Он молчит какое-то время, злясь на Инквизитора, с его языком.
– Я ему глаза не закрываю, – говорит он, кивая в сторону Студента. – Сам знаю, почем дурость обходится. Но про будущее он мечтать должен, не то вырастет, как хмель без нитки. Не поднимется ввысь. Ничего вокруг не увидит. Ты смотри, как народ окреп, себя осознал. Думаешь, на рейхстаге расписаться – это просто так пройдет?
– Ох-хо, – вздыхает Инквизитор. – Русь ты моя кабацкая! Общего рая жаждет, а вином утешается, дворцам радуется, в землянках живет.
– Цыц! – еще более насупленно говорит Гвоздь. – Ты, Инквизитор, с производством не связан, дело у тебя легкое, не видишь, чего надо. Сильно мы поднялись, сильно. Война много разорила, но много и науки. Мы вот сейчас новый грузовик ЗИС варганим – не хуже «студера». Даже покрепче. Движок еще бы посильнее – но это будет. Народ крепко работает. Ну, а чего ныть? Ныть – в штаны лить. Ты в него хорошее вкладывай, – кивает он на Студента. – А дерьмо в него само собой вкладывается.
– Резонно, – соглашается Инквизитор. – Тебе, Гвоздь, с твоими способностями, вверх идти надо бы.

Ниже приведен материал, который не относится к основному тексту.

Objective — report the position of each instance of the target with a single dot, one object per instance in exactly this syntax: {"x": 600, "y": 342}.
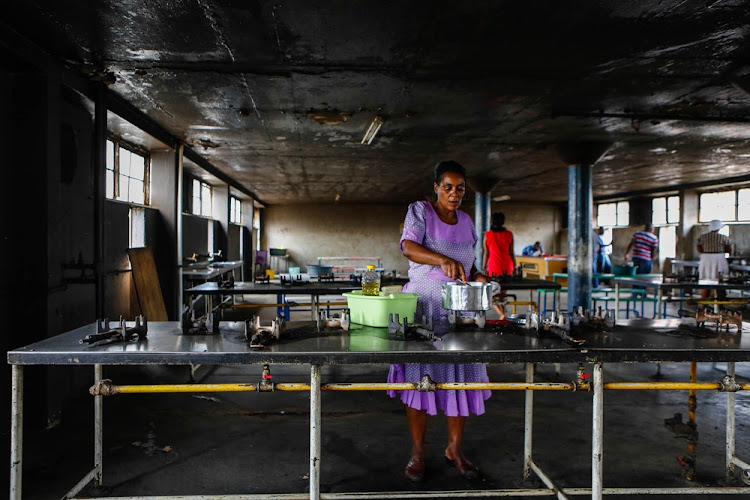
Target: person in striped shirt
{"x": 713, "y": 247}
{"x": 642, "y": 248}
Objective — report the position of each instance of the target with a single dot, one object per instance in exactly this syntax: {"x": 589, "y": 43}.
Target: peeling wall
{"x": 312, "y": 231}
{"x": 530, "y": 223}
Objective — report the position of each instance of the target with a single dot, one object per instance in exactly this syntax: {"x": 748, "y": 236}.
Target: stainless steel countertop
{"x": 630, "y": 341}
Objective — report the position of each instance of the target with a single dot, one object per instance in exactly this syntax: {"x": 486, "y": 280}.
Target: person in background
{"x": 642, "y": 248}
{"x": 713, "y": 246}
{"x": 534, "y": 250}
{"x": 602, "y": 263}
{"x": 439, "y": 241}
{"x": 499, "y": 257}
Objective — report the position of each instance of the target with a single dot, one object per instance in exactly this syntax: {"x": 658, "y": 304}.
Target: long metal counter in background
{"x": 630, "y": 341}
{"x": 315, "y": 289}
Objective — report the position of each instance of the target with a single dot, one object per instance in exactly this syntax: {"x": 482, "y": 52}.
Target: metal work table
{"x": 630, "y": 341}
{"x": 210, "y": 271}
{"x": 316, "y": 289}
{"x": 660, "y": 286}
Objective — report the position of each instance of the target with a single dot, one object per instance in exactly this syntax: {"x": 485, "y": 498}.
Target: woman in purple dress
{"x": 439, "y": 240}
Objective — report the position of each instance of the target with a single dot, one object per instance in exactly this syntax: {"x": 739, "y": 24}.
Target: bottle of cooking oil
{"x": 371, "y": 282}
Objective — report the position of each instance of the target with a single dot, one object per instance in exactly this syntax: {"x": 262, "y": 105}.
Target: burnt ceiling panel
{"x": 279, "y": 95}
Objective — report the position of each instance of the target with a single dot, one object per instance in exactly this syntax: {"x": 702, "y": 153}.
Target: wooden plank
{"x": 147, "y": 288}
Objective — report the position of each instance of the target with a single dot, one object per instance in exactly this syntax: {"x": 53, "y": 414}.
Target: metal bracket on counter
{"x": 207, "y": 324}
{"x": 423, "y": 330}
{"x": 260, "y": 336}
{"x": 457, "y": 318}
{"x": 322, "y": 321}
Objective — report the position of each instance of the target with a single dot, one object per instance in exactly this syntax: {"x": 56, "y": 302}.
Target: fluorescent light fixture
{"x": 372, "y": 130}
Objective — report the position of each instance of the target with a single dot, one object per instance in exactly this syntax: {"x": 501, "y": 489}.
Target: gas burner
{"x": 734, "y": 280}
{"x": 118, "y": 334}
{"x": 292, "y": 280}
{"x": 723, "y": 317}
{"x": 680, "y": 278}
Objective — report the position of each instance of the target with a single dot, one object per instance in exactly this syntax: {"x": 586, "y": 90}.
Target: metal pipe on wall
{"x": 178, "y": 225}
{"x": 482, "y": 216}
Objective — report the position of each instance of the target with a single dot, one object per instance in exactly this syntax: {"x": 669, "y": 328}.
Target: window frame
{"x": 202, "y": 186}
{"x": 235, "y": 210}
{"x": 118, "y": 143}
{"x": 617, "y": 205}
{"x": 667, "y": 212}
{"x": 736, "y": 206}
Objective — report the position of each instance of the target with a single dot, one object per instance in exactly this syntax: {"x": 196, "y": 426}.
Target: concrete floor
{"x": 250, "y": 443}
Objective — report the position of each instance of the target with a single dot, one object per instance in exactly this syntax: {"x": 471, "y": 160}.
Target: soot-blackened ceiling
{"x": 278, "y": 95}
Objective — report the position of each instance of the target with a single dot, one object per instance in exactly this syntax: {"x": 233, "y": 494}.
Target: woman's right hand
{"x": 453, "y": 269}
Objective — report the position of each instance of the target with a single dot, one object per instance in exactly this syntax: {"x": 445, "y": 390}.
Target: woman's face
{"x": 450, "y": 191}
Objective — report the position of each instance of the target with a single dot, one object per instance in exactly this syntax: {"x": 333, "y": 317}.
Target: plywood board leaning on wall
{"x": 147, "y": 288}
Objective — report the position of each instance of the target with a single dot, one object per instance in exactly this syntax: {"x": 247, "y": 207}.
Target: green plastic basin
{"x": 372, "y": 310}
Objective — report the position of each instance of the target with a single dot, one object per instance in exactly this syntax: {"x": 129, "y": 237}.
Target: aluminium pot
{"x": 469, "y": 296}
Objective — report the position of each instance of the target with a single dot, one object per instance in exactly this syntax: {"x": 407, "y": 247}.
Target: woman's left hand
{"x": 481, "y": 278}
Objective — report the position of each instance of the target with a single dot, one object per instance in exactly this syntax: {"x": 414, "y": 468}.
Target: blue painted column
{"x": 580, "y": 253}
{"x": 481, "y": 224}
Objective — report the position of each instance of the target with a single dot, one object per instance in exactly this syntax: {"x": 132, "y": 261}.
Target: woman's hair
{"x": 498, "y": 219}
{"x": 448, "y": 166}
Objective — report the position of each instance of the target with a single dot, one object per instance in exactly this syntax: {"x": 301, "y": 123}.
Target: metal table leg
{"x": 98, "y": 427}
{"x": 617, "y": 301}
{"x": 597, "y": 441}
{"x": 730, "y": 443}
{"x": 16, "y": 435}
{"x": 528, "y": 422}
{"x": 659, "y": 300}
{"x": 315, "y": 412}
{"x": 314, "y": 306}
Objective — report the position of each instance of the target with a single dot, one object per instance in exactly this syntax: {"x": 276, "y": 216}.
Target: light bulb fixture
{"x": 372, "y": 130}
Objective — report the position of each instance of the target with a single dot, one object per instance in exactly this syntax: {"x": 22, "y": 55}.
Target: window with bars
{"x": 665, "y": 210}
{"x": 727, "y": 206}
{"x": 613, "y": 214}
{"x": 201, "y": 198}
{"x": 127, "y": 175}
{"x": 235, "y": 210}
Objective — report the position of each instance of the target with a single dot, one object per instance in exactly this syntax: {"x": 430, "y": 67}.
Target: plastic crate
{"x": 373, "y": 310}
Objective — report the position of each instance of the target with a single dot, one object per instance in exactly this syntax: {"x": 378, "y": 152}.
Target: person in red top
{"x": 499, "y": 257}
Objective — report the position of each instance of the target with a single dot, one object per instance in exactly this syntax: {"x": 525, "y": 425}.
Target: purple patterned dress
{"x": 422, "y": 225}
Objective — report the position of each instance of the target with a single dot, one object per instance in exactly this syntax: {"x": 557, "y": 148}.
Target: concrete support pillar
{"x": 482, "y": 187}
{"x": 100, "y": 189}
{"x": 689, "y": 211}
{"x": 482, "y": 216}
{"x": 580, "y": 158}
{"x": 580, "y": 254}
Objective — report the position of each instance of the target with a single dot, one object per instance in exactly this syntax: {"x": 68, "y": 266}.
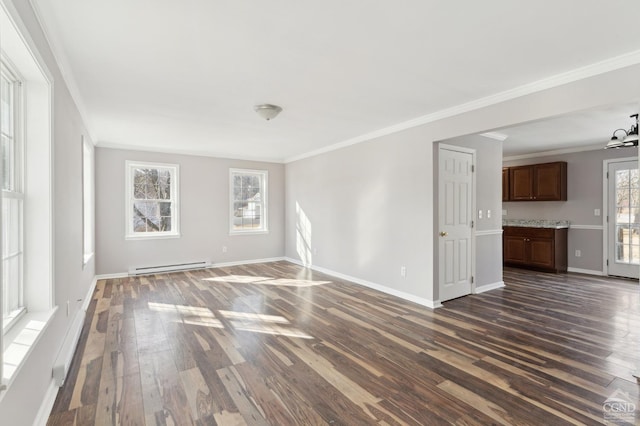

– Верховодов и без того теперь много разводится, – бурчит Гвоздь. – Вверх – не в атаку. И где они отсиживались? В цех без конца прибегают:«давай, давай!» Сегодня един такой был, – Гвоздь понижает голос. – Давай авральную неделю в честь дня рождения самого. Ну, мы, конечно, дадим. Вроде подарок, надо. Уважение! Ну, а эта канцелярская душа здесь при чем? Он что даст?
***
Вечер в «Полбанке» идет к закату. Уже отныл и удалился, шатаясь от вина и потерянной любви, Слюнтяй, уже двух-трех полуслучайных Арматура вывел на мороз отдохнуть, уже обо веем, кажется, переговорено – и боевые недавние дела перебрали, которых столько припасено в памяти, что, кажется, всю жизнь теперь только и вспоминать, и все семейные неурядицы перещелкали и разрешили до нового вечера, когда жизнь подбросит ворох новых, неожиданных, и дважды или трижды выносил Сашку-самовара Инженер, и за это время кто-то увел Люську, оставившую полстакана красненького – словно бы нарочно, для напоминания и зубовного скрежета Сашки, и в этот-то момент дверь, обитая по краям старым войлоком для теплоты, открывается – и холодок сразу прохватывает павильон. На пороге, вглядываясь, держа руки в карманах бушлатика, с белым шелковым шарфом, высоко повязанным на шее, стоит Чекарь, а над плечам Чекаря проглядывает ангельское личико Зуба, одного из шестерок. Осмотревшись, Чекарь здоровается, но не как все, глядя в угол Гвоздя, а бросает небрежно, словно бы не разбирая лиц. Он проходит к стойке Марьи Ивановны, и, резко обернувшись, стоит, уперев локти в доски стойки, и глядит в павильон, пока Зуб берет у Марьи Ивановны стаканы и выбирает из вазочки шоколадные конфеты получше. Чекарь любит сладкое.
Гвоздь темнеет лицом и стискивает пальцы. Чекарь – глава инвалидных урок, хозяин всего здешнего блатного мира, но у «Полбанки» особое положение, и Чекарь над ней не властен. Серьезная публика подобралась в павильоне, воевать с нею ему ни к чему. Димка видел Чекаря раза два-три, но лишь теперь может рассмотреть его внимательно. У первого инвалидского урки самая заурядная округлая физиономия, пожухлая от жизни, с сеточкой ранних морщин, положенные по моде фиксы во рту, твердые голубенькие глазки под козырьком кепки, – но как преображает человеческие лица осознание силы и власти! Соблазном преступной беззаботности и веселья веет от Чекаря, и невольно каждый поглядывает на его поблескивающие в свете голой лампочки под дощатым потолком стальные зубы.